Made in carcere, il brand di moda che crea impresa oltre le sbarre

È possibile una seconda vita? La risposta è quanto mai semplice: sì, solo se viene data una seconda opportunità. Ma non sempre questo avviene. Soprattutto quando si parla di carcere, in special modo in un’ottica di genere.

Sono 2.847 le donne detenute in Italia e solo il 5% riesce a inserirsi, una volta scontata la propria pena, nel mondo del lavoro (dati giustizia.it). Un disagio forte quello delle donne all’interno dell’istituzione carceraria che sembra essere declinata solo al maschile. E se il carcere è uno dei parametri per giudicare la civiltà di un Paese, l’aspetto della riabilitazione e del reinserimento nella società dovrebbe essere la priorità.

Ci crede più che mai in questo principio – sancito dall’articolo 27 della Costituzione italiana – Luciana Delle Donne che nel 2007 ha creato il brand Made in carcere. Un marchio che produce manufatti diversamente utili, come li ha definiti la stessa fondatrice. Sono borse, accessori, porta-tablet, ma anche foulard tutti realizzati dalle donne detenute nella Casa Circondariale Borgo San Nicola di Lecce e della Casa Circondariale di Trani.
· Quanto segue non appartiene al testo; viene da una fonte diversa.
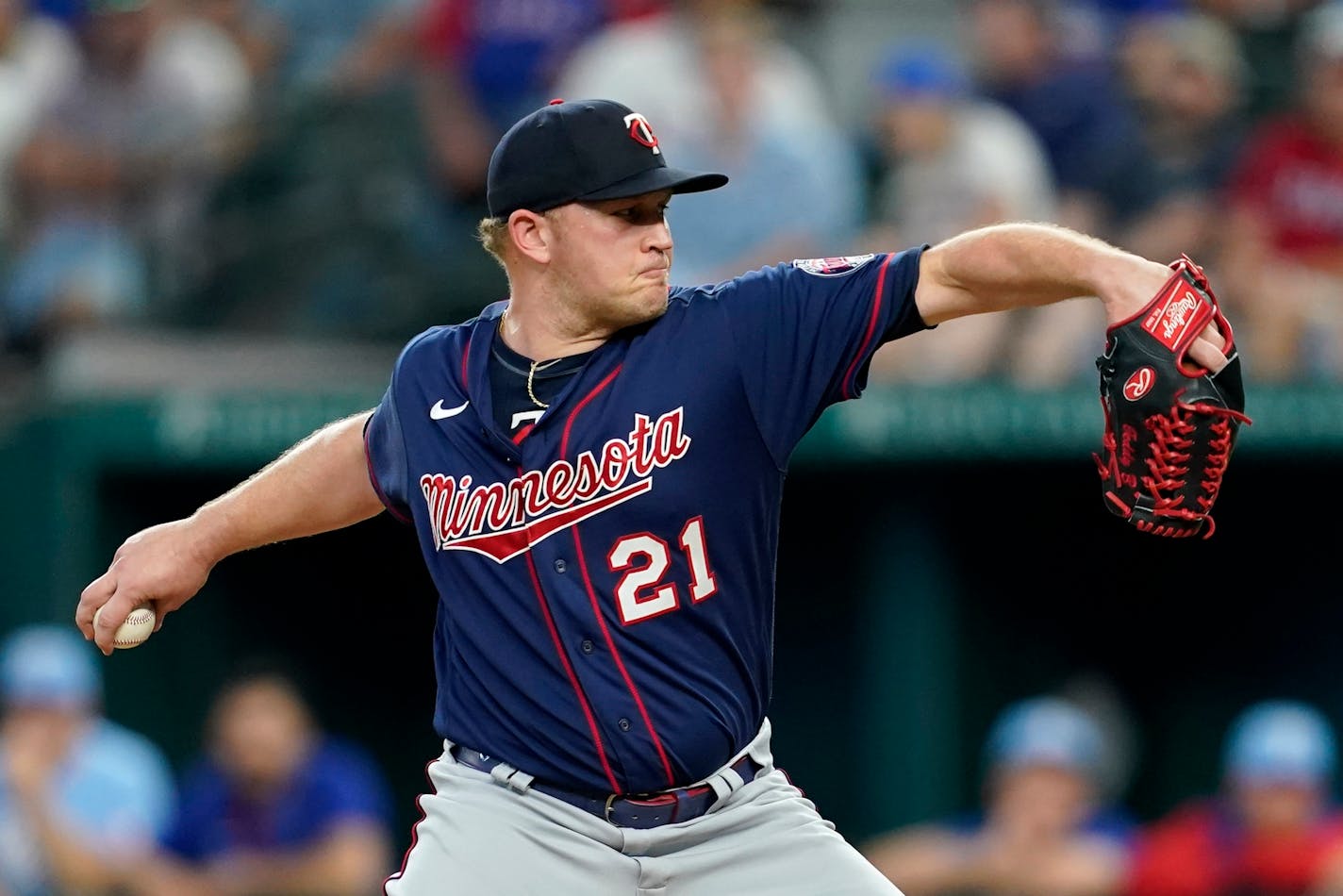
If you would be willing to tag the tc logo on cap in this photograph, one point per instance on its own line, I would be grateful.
(640, 132)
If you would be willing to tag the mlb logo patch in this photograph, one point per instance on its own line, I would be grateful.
(832, 266)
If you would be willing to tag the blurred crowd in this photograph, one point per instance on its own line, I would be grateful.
(270, 803)
(305, 168)
(1051, 823)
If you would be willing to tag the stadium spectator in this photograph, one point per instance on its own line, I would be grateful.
(1268, 32)
(275, 806)
(323, 48)
(738, 100)
(82, 798)
(1269, 829)
(951, 161)
(1283, 254)
(38, 59)
(485, 63)
(114, 177)
(1069, 98)
(1044, 829)
(1187, 76)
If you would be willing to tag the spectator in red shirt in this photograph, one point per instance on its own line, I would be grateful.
(1283, 256)
(1269, 830)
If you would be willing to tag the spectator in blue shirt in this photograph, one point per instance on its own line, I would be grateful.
(1044, 828)
(82, 798)
(275, 805)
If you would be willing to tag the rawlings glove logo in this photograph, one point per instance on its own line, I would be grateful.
(1139, 383)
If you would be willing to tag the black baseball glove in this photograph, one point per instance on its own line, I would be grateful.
(1170, 424)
Prima un percorso formativo per scoprire attitudini nascoste e per imparare un lavoro, poi la soddisfazione di vedere realizzati i propri prodotti. Creatività e ingegno sono le parole d’ordine perché i manufatti vengono creati con tessuti avanzati, materiali di recupero o riciclo messi a disposizione da aziende di moda italiane. Una seconda opportunità per le detenute ed una seconda vita per i tessuti, con un chiaro messaggio di speranza e rispetto per l’ambiente. Queste donne hanno un regolare contratto, possono così imparare un lavoro mantenersi o mandare i soldi a casa.

Il brand made in carcere non ha nessuna intenzione di rimanere ghettizzato dietro un nome apparentemente autoironico: via i pregiudizi, quello che conta è conquistarsi un posto nel mondo della moda.
La strada è in salita, ma i primi risultati stanno già arrivando: oltre al temporary store di Ostuni- che riaprirà a Pasqua- il marchio è già diffuso in alcuni punti vendita della catena Eataly in Italia, negli Stati Uniti, in Canada e a Londra. E non poteva mancare anche la capitale della moda, Parigi. Ma non è tutto: i prodotti made in carcere si possono acquistare anche online e trovano spazio anche nel mondo degli eventi e dei congressi con oggetti brandizzati ad hoc.

Luciana Delle Donne oltre ad essere la fondatrice della cooperativa Officina Creativa è la responsabile di Sigillo, la prima agenzia nazionale di coordinamento dell’imprenditorialità delle donne detenute. Una vera e propria rete tra le cooperative italiane nata nel maggio scorso che gestisce quattordici laboratori sartoriali presenti in altrettanti istituti carcerari. Nulla è lasciato al caso, e dietro l’azione Dap (Dipartimento dell’Amministrazione Penitenziaria) ci sono strategie di comunicazione e di marketing per cercare un posizionamento nel mercato della moda.

Esperienze come quella di Made in Carcere rendono evidente l’importanza dell’interscambio tra il mondo esterno e gli istituti penitenziari. Sono gli enti, le aziende, la società civile a dover dare la famosa seconda opportunità, mettendo a disposizione gli strumenti lavorativi giusti. L’occupazione paga non solo in termini sociali – secondo il DAP è limitato del 10% il rischio di recidiva attraverso questi percorsi- ma anche in termini produttivi. Basta ricordare il caso dei panettoni prodotti nel carcere di Padova e considerati tra i migliori in commercio.

Dietro quelle sbarre ci sono persone con tante storie diverse che vanno raccontate. Ci sono donne che attraverso il lavoro delle proprie mani provano a ricucire le fila della propria vita.